CT-quantified emphysema in male heavy smokers: association with lung function decline

F. Mohamed Hoesein, B. de Hoop, P. Zanen, H. Gietema, C. Kruitwagen, B. van Ginneken, I. IĆĄgum, C. Mol, R. van Klaveren, A. Dijkstra, H. Groen, H. Boezen, D. Postma, M. Prokop and J. Lammers

Thorax 2011;66:782-787.

DOI PMID Cited by ~125

Background Emphysema and small airway disease both contribute to chronic obstructive pulmonary disease (COPD), a disease characterised by accelerated decline in lung function. The association between the extent of emphysema in male current and former smokers and lung function decline was investigated. Methods Current and former heavy smokers participating in a lung cancer screening trial were recruited to the study and all underwent CT. Spirometry was performed at baseline and at 3-year follow-up. The 15th percentile (Perc15) was used to assess the severity of emphysema. Results 2085 men of mean age 59.8 years participated in the study. Mean (SD) baseline Perc15 was -934.9 (19.5) HU. A lower Perc15 value correlated with a lower forced expiratory volume in 1 s (FEV(1)) at baseline (r=0.12, p<0.001).

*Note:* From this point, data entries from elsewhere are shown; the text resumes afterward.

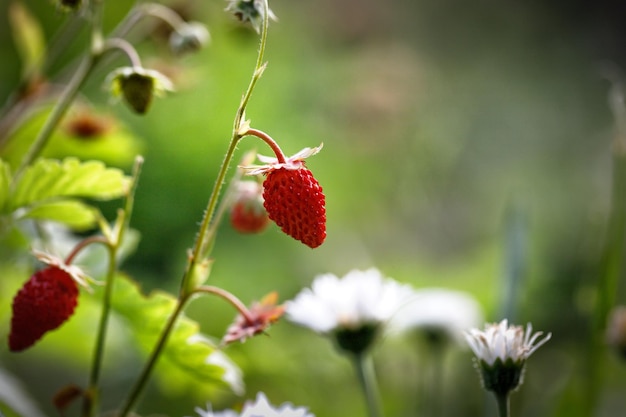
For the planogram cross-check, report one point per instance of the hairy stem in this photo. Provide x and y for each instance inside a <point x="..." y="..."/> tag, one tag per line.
<point x="114" y="242"/>
<point x="271" y="142"/>
<point x="203" y="239"/>
<point x="367" y="380"/>
<point x="503" y="404"/>
<point x="141" y="382"/>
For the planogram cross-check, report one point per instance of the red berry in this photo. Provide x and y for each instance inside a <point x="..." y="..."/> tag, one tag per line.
<point x="295" y="202"/>
<point x="45" y="302"/>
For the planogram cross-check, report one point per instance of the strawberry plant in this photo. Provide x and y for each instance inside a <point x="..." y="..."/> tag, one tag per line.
<point x="43" y="197"/>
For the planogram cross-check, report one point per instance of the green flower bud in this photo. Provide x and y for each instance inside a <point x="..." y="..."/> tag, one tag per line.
<point x="190" y="37"/>
<point x="138" y="86"/>
<point x="252" y="11"/>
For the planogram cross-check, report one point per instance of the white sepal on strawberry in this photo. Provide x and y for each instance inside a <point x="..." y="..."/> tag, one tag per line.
<point x="293" y="197"/>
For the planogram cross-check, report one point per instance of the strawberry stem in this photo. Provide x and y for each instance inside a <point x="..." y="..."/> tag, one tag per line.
<point x="82" y="245"/>
<point x="271" y="142"/>
<point x="231" y="298"/>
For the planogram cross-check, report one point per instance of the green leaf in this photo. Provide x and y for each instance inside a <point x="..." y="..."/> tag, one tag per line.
<point x="5" y="181"/>
<point x="186" y="361"/>
<point x="49" y="179"/>
<point x="73" y="213"/>
<point x="112" y="142"/>
<point x="28" y="37"/>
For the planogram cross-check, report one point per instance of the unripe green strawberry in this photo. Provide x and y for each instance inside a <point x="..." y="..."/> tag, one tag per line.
<point x="296" y="203"/>
<point x="45" y="302"/>
<point x="247" y="214"/>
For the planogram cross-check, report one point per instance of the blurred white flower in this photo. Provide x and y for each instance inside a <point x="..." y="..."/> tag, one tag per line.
<point x="441" y="312"/>
<point x="259" y="408"/>
<point x="359" y="298"/>
<point x="353" y="309"/>
<point x="504" y="342"/>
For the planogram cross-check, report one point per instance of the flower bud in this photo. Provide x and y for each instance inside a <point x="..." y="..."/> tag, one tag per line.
<point x="252" y="11"/>
<point x="138" y="86"/>
<point x="190" y="37"/>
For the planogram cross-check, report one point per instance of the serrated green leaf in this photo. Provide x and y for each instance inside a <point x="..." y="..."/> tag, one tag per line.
<point x="48" y="179"/>
<point x="73" y="213"/>
<point x="28" y="37"/>
<point x="115" y="145"/>
<point x="5" y="180"/>
<point x="187" y="352"/>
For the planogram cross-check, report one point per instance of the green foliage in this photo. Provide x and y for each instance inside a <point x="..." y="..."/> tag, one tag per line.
<point x="110" y="142"/>
<point x="49" y="179"/>
<point x="28" y="37"/>
<point x="185" y="359"/>
<point x="49" y="190"/>
<point x="73" y="213"/>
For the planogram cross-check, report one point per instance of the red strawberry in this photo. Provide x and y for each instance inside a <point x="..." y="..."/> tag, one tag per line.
<point x="45" y="302"/>
<point x="296" y="203"/>
<point x="247" y="214"/>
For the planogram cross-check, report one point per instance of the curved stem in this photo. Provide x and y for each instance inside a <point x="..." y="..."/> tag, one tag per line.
<point x="271" y="142"/>
<point x="503" y="404"/>
<point x="82" y="245"/>
<point x="124" y="46"/>
<point x="113" y="244"/>
<point x="231" y="298"/>
<point x="204" y="238"/>
<point x="152" y="360"/>
<point x="367" y="379"/>
<point x="66" y="99"/>
<point x="68" y="95"/>
<point x="90" y="400"/>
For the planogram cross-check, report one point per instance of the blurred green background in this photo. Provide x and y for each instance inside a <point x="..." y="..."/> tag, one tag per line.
<point x="450" y="129"/>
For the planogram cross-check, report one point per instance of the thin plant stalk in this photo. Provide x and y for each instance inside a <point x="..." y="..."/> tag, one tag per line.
<point x="114" y="241"/>
<point x="504" y="405"/>
<point x="59" y="110"/>
<point x="71" y="90"/>
<point x="367" y="380"/>
<point x="204" y="238"/>
<point x="141" y="382"/>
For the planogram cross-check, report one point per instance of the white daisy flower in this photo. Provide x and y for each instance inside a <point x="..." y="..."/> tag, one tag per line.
<point x="357" y="305"/>
<point x="259" y="408"/>
<point x="504" y="342"/>
<point x="501" y="352"/>
<point x="439" y="312"/>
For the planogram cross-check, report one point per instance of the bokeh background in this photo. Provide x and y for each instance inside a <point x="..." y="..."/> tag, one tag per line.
<point x="467" y="145"/>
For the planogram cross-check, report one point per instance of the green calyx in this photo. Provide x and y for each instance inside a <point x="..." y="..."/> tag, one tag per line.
<point x="502" y="377"/>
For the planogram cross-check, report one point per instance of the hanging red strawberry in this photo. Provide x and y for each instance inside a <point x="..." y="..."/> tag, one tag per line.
<point x="293" y="197"/>
<point x="45" y="302"/>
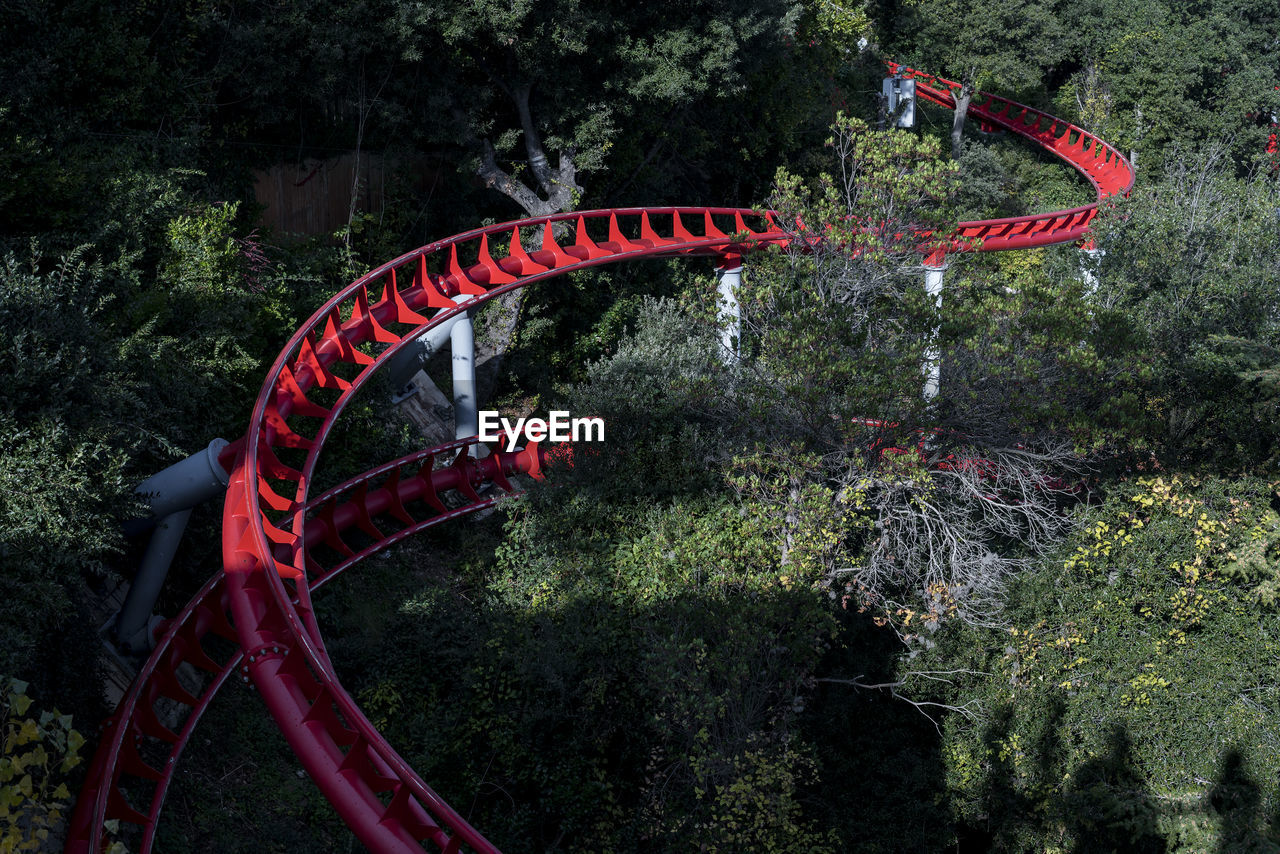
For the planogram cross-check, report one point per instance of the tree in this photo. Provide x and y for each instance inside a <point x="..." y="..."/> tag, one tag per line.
<point x="1008" y="45"/>
<point x="1192" y="269"/>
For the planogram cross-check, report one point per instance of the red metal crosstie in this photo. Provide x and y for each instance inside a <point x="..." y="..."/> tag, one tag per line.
<point x="279" y="544"/>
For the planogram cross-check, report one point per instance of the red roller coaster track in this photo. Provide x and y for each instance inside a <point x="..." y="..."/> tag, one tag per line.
<point x="279" y="544"/>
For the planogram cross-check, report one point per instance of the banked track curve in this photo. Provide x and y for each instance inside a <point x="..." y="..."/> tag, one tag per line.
<point x="279" y="544"/>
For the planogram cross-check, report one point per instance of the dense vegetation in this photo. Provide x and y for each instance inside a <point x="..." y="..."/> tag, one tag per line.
<point x="749" y="624"/>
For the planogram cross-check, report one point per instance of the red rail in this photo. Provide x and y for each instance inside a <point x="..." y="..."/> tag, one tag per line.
<point x="275" y="539"/>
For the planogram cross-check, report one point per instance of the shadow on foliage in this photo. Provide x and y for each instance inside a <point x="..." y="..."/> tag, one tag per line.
<point x="592" y="722"/>
<point x="1107" y="807"/>
<point x="1238" y="802"/>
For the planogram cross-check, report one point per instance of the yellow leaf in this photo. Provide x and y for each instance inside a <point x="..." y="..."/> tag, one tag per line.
<point x="28" y="733"/>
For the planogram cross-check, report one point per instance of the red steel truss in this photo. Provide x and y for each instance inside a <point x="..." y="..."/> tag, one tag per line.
<point x="279" y="544"/>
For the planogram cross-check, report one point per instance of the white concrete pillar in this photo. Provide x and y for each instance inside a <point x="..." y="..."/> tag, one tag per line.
<point x="728" y="279"/>
<point x="932" y="366"/>
<point x="1091" y="259"/>
<point x="466" y="407"/>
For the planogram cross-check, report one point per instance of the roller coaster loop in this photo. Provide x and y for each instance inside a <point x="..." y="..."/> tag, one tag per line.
<point x="279" y="544"/>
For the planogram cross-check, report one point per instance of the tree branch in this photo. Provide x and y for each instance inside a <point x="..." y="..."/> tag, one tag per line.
<point x="538" y="161"/>
<point x="493" y="177"/>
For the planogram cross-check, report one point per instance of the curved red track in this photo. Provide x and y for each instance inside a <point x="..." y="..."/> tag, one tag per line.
<point x="279" y="544"/>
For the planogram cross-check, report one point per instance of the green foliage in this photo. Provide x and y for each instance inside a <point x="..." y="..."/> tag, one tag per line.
<point x="1130" y="702"/>
<point x="33" y="772"/>
<point x="1188" y="278"/>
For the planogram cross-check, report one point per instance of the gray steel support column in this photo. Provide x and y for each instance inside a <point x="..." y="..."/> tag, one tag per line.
<point x="730" y="278"/>
<point x="932" y="366"/>
<point x="466" y="407"/>
<point x="133" y="622"/>
<point x="172" y="493"/>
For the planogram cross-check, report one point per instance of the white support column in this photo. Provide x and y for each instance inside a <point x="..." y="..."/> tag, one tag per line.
<point x="932" y="368"/>
<point x="407" y="361"/>
<point x="1091" y="259"/>
<point x="466" y="409"/>
<point x="730" y="279"/>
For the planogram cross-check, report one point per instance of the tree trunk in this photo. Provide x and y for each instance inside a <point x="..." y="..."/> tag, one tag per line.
<point x="560" y="193"/>
<point x="963" y="96"/>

Linear mixed model analysis showed that a lower Perc15 was significantly related to a greater decline in FEV(1) after follow-up (p<0.001). Participants without baseline airway obstruction who developed it after follow-up had significantly lower mean (SD) Perc15 values at baseline than those who did not develop obstruction (-934.2 (17.1) HU vs -930.2 (19.7) HU, p<0.001). Conclusion Greater baseline severity of CT-detected emphysema is related to lower baseline lung function and greater rates of lung function decline, even in those without airway obstruction. CT-detected emphysema aids in identifying non-obstructed male smokers who will develop airflow obstruction.